Mom's 70th Birthday Dinner at restaurant w/ friends. Who pays the check?
We are celebrating my Mom's 70th Birthday next month at a nice restaurant and we will be inviting 4 other couples which are close friends of my Mom's. We will be sending out invitiations to join us for dinner to help celebrate. There are 4 of us (Mom, my husband, our son and myself) plus 8 other guests.
My question is are my husband and I expected to pick up the check for all 8 guests? We can't exactly afford that!
Who would you think is paying if you got an invitation in the mail to any type of party, held at _____ (any location)?
Who would assume that someone else would pick up the bill just because they got invited out to dinner to celebrate a birthday? Wow how RUDE it that???
Invitation in the mail.
ANY type of party (wedding shower, baby shower, wedding, graduation, retirement, birthday).
ANY location (home, rented facility, restaurant, public park).
Not rude. You invited me. You pay.
Ask your mom who she thinks is paying if she gets an invitation in the mail for someone's party. Be hypothetical and say you got one. Tell her that you are expected to pay. Then ask her the definition of rude.
The only people who can invite are the hosts. They are HOSTING, and paying.
Events that require the person attending to pay issues tickets, monies collected up front or at conclusions.
Which is your Mother's dinner?
You issue the invitation, you're paying. That's the name of the game.
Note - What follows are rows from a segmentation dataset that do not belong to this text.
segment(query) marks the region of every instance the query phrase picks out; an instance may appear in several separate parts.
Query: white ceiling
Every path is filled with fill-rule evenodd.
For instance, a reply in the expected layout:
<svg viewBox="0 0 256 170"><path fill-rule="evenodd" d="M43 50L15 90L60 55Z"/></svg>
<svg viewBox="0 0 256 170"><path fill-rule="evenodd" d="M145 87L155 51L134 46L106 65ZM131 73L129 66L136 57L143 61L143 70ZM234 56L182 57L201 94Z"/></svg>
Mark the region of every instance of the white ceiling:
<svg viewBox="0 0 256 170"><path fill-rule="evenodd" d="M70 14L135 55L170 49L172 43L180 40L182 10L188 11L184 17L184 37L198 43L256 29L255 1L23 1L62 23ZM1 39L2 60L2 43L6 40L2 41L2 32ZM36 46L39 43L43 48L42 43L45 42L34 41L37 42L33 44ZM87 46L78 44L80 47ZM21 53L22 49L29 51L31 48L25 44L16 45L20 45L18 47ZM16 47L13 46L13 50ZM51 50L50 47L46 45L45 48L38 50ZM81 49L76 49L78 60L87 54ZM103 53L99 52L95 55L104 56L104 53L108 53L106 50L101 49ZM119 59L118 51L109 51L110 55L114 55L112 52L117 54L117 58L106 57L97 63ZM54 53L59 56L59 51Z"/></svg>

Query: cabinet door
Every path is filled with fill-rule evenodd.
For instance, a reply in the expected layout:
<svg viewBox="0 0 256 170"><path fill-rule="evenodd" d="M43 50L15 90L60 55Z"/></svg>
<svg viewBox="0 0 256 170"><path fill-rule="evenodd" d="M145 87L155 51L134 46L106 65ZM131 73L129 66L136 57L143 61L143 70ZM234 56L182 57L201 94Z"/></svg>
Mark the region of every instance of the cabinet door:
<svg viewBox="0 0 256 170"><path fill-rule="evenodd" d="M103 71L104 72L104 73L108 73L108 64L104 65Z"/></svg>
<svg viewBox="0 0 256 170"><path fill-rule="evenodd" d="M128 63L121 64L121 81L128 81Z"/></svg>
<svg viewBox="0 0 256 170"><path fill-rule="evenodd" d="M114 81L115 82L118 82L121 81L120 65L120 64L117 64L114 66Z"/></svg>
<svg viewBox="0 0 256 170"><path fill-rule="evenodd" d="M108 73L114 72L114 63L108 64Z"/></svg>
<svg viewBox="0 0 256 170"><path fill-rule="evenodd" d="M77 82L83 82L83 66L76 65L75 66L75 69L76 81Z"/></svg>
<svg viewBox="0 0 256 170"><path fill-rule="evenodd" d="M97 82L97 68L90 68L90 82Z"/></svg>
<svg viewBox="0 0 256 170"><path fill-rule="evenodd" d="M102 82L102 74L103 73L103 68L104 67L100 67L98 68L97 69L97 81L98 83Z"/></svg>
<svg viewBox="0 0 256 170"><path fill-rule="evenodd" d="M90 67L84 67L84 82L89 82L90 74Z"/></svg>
Otherwise, just buy and make some really good food and feed everyone at home yourself.
You might see what a local Personal Chef would charge for dinner for 12 to be prepared and served at your home. As a Personal Chef, my fee for that service is $350 plus the actual cost of groceries. You're not going to get individual orders that way, but I would offer two entrees to chose from.
When you invite people to dinner, it's on you.
Usually he who invites pays. If you can't afford that, you can informally invite the couples and make it clear that it is dutch. They may not be able to afford it either, and shouldn't be put in a awkward situation at the restaurant. If it is a financial burden, your family can dine out, then invite the friends for cake and champagne at your or your mother's home afterward.
Maybe you should live in Egypt! We were invited to birthday celebrations at restaurants two times while we were in Egypt -- invited by the celebrant -- and both time the event was Dutch! But that is not the custom in the US, and if you have mailed invitations without specifying that you were expecting the guests to chip in, the assumption would be that the guests are being invited and treated. Why don't you call the restaurant and work out a simple, more low cost menu that is something that you can afford. Once the invitations are issues, I don't see how you can go back and ask the invitees to pay.